No sludge treatment is required, and the iron oxide fine particles adsorbing the magnetically separated phosphorus are sprayed in the form of slurry on the forest land for easy disposal. Phosphorus adsorbed on iron oxide is used as a fertilizer for plants.

[Brief description of drawings]

FIG. 1 is a flow diagram showing the principle of an example of a method for removing phosphorus in river water according to the present invention.

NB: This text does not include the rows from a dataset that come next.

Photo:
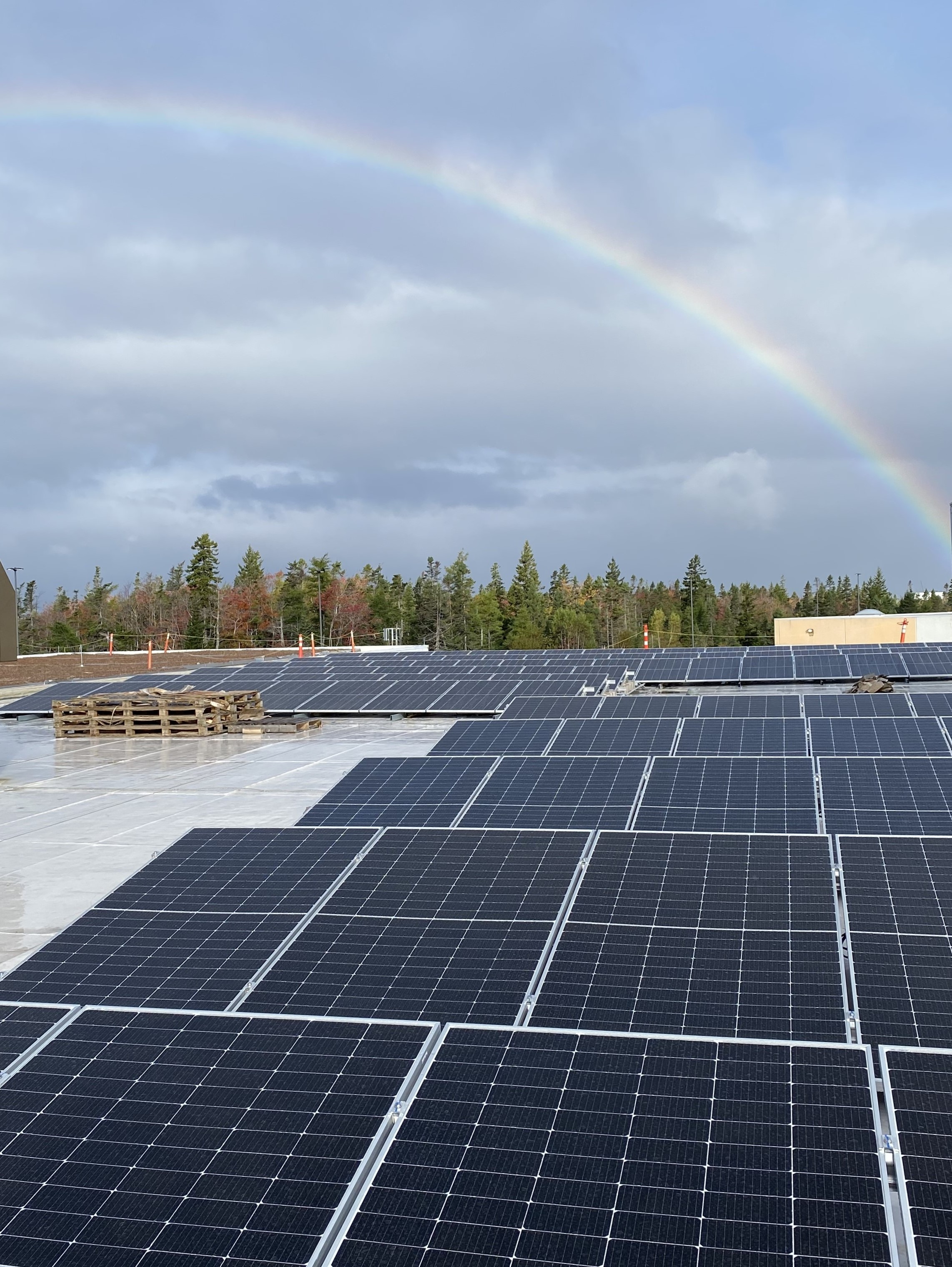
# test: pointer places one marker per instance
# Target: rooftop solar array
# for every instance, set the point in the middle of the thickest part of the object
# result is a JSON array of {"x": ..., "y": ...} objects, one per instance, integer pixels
[
  {"x": 584, "y": 792},
  {"x": 413, "y": 791},
  {"x": 898, "y": 895},
  {"x": 662, "y": 983},
  {"x": 583, "y": 1148},
  {"x": 702, "y": 934}
]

FIG. 2 is a side view showing an example in which the phosphorus removal method in river water of the present invention is applied to a river flowing into a dam lake.

[Explanation of symbols]

 1 Magnetic Iron Oxide Fine Particles 2 Phosphorus-containing Magnetic Iron Oxide Fine Particles 3 Phosphorus-containing River Water 4 Dephosphorized River Water 5 Magnetic Separation Part 6 Weir 7 Magnetic Separation Device A Particle Input Point B Action Area

 ─────────────────────────────────────────────────── ─── Continuation of the front page (72) Inventor Masahide Takada 11-1 Haneda Asahicho, Ota-ku, Tokyo Ebara Corporation (72) Inventor Yoshinori Asai 11-11 Haneda-Asahicho, Ota-ku, Tokyo Inside the EBARA CORPORATION

Claims (1)

[Claims] 1. A river water containing phosphorus and suspended particles is added with magnetic iron oxide fine particles having a phosphorus adsorbing property, and the iron oxide fine particles are brought into contact with river water, and then magnetic separation is carried out, and A method for removing phosphorus in river water, characterized in that suspended particles are directly discharged to the downstream side of the river.